Modesty’s sidekick, reformed cockney crook Willie Garvin, is played by the great Terence Stamp, one of the triumvirate of pretty-boy English actors who came to prominence in the 1960s and 1970s, the others being David Hemmings, and Ian McShane. Still busy in major roles to this day, Stamp and McShane kept their looks and good billing while, arguably the prettiest of the three, Hemmings bizarrely blew up to the size of a barn, grew unkempt eyebrows, and ended up with paltry cameos in The League Of Extraordinary Gentlemen, and Vinnie Jones’ remake of The Mean Machine, before his untimely death in 2003. Having said that, Hemmings did have a parallel career as a TV director particularly on The A-Team, and Quantum Leap.
The star of Modesty Blaise, in her first English-language role, is Italian actress Monica Vitti (La Notte). What can you say? The camera loves her. Not conventionally beautiful, she is beautiful and flirtatious in this; for her serious acting go to the films she made with Antonioni, in fact if only they could have got him on board for Modesty Blaise, as he was no stranger to the unconventional thriller. O’Donnell wrote a screenplay for the film but it was almost totally abandoned in the rewrites by Losey and his collaborator. O’Donnell claims only one line survived. O’Donnell did have something of the last laugh, as he produced a novelisation of the screenplay, the success of which encouraged him to write a further series of best-selling Modesty novels.

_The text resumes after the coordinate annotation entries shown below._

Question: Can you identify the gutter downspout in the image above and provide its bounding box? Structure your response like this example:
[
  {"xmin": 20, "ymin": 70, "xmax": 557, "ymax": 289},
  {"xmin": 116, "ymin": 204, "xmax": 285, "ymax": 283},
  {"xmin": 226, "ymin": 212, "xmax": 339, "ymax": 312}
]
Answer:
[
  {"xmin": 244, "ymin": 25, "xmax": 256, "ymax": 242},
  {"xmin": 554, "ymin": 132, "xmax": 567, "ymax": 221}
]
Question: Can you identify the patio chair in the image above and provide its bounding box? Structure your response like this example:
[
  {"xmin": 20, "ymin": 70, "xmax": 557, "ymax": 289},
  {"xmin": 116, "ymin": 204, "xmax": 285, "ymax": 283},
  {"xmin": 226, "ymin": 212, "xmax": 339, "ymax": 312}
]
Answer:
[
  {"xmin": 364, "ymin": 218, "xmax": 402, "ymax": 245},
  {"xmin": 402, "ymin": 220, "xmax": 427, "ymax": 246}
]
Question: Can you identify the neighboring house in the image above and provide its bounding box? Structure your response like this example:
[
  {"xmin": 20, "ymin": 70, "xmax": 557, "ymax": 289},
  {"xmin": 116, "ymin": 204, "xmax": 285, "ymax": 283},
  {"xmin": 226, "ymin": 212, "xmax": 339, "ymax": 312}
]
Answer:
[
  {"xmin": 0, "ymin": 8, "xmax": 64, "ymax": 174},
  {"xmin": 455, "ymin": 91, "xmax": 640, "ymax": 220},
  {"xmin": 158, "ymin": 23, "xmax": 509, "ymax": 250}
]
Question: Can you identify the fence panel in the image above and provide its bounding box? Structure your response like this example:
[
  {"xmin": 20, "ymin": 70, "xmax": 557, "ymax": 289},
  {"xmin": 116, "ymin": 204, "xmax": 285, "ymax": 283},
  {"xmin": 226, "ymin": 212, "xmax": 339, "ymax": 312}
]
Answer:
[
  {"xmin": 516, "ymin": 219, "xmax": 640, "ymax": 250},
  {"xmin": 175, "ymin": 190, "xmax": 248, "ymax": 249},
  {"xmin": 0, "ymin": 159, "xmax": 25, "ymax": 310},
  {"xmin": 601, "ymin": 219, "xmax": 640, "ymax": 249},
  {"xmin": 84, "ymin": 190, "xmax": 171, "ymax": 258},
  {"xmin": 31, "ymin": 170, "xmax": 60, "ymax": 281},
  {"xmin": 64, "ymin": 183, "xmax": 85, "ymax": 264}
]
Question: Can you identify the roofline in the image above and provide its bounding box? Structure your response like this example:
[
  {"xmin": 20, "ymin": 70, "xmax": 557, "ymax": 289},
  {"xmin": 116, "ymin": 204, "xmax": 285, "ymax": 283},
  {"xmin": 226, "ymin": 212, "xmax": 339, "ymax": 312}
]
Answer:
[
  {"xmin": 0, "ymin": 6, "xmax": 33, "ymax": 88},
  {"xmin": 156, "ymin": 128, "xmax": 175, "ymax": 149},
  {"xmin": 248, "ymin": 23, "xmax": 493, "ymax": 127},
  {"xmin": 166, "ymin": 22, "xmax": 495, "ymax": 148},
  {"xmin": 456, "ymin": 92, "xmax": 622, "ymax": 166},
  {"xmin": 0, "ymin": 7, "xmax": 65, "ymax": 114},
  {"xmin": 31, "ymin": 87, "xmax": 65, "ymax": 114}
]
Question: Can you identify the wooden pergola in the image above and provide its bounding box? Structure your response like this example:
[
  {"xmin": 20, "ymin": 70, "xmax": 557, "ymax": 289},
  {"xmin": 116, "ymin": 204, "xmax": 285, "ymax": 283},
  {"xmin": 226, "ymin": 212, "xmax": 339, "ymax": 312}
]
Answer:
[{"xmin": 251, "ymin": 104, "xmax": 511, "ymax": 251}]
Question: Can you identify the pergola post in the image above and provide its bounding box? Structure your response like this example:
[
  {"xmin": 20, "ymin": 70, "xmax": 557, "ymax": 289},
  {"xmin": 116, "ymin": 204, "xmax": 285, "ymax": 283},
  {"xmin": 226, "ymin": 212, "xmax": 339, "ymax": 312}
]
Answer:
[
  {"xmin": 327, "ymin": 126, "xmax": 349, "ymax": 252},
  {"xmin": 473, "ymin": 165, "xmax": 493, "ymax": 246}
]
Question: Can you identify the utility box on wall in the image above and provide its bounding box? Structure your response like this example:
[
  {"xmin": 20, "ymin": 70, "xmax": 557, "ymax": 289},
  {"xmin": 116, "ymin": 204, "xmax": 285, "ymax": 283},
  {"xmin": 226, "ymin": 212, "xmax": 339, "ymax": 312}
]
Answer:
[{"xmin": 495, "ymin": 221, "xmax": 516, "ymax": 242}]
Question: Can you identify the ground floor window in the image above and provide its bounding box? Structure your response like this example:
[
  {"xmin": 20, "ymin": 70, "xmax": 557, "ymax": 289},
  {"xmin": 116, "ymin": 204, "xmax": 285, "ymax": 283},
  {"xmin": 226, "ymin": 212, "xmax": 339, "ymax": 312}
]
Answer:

In a couple of instances in the film, O’Donnell and artist Jim Holdaway’s comic-strip appears, and blonde Monica Vitti dons a brunette wig and Modesty’s tight-fitting black clothes, adopting the Modesty persona like a superhero’s secret identity. Willie Garvin and Modesty even have a song, in which they consider the fact that in all their adventures they have never found the time to hop into bed with one another. Such pop sensibility sits uncomfortably at times with the film’s attempts to be an adventure story, as there are deaths by strangulation, by stabbing, and a hanging. If you want to see how to do this sort of thing better watch Mario Bava’s Danger: Diabolik, made a couple of years later.
Still, despite my considerable reservations, and despite the fact I would not rush to watch this again, I feel it says something about the times, and it does not diminish the stature of O’Donnell’s creation of Modesty Blaise. There have been a couple of more attempts to bring the divine Modesty to the screen, an Americanised TV pilot starring Ann Turkel in 1982, and the Tarantino produced direct-to-DVD My Name Is Modesty in 2003. It seems she may be one of those characters who defy successful adaptation, but arguably Modesty Blaise was a reference point for Lara Croft, although clearly the same proscription applies. I am now waiting for the release of a re-mastered DVD of that other cult phenomenon, fumbled in its cinematic execution, Robert Fuest’s 1973 take on Jerry Cornelius in The Final Programme.